Disasters cut Lloyd’s profits
LONDON’S insurance market Lloyd’s paid out more than £2bn in global catastrophe claims in 2010, pushing its profit down 43 per cent to £2.2bn, it said yesterday.
It said the fall was to be expected in a year that saw net claims of £2.18bn and the third-highest level of catastrophe losses in 15 years apart from 2001’s 9/11 attacks and hurricane Katrina in 2005.
Lloyd’s chief executive Richard Ward said estimated losses relating to Japan’s earthquake and tsunami will only be released in May after it has received data from all its members on 20 April.
But finance director Luke Savage said Lloyd’s insurers had enough capital to withstand a $64bn (£40bn) Japanese quake loss – far above the $20-$30bn estimated cost of the disaster.
Ward also hit back at no-win-no-fee car crash claims and welcomed government plans to reform the sector after revealing a £520m loss on underwriting in its UK motor division.

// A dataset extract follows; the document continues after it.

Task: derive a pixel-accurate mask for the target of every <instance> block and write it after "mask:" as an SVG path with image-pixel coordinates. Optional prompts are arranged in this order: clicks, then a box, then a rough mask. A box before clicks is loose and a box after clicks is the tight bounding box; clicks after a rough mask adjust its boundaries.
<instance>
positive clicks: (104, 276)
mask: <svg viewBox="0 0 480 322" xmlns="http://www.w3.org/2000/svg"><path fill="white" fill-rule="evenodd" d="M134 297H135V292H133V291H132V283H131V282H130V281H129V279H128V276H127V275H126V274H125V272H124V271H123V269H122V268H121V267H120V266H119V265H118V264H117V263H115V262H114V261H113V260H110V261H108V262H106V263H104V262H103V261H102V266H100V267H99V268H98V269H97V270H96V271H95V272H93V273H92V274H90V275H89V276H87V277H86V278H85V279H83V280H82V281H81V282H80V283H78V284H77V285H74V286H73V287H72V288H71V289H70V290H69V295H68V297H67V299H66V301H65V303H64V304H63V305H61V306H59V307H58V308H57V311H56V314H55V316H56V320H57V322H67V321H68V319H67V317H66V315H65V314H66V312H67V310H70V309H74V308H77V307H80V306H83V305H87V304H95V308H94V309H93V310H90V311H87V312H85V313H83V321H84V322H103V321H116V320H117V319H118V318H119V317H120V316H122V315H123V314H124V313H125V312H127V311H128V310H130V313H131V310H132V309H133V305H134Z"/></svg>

“What we have seen in the motor businesses in Lloyd’s is just a microcosm for what is happening across the UK. The increase in claims has caught all insurers unaware,” he said. Lloyd’s, home to 52 UK insurers, said it paid claims worth $1.3bn from last March’s earthquake in Chile; $600m from the quake to hit New Zealand last September; and $275m from the Queensland floods in Australia last December.
It also paid out $386m from the destruction of the Deepwater Horizon rig in the Gulf of Mexico but said it believes claims may reach $600m over time.
Lloyd’s wrote £22.6bn of gross premiums across more than 200 territories, up 2.9 per cent on 2009. Its combined ratio – a key measure of profitability – rose to 93.3 per cent from 86.1 per cent in 2009. Numbers under 100 mean the firm is operating profitably.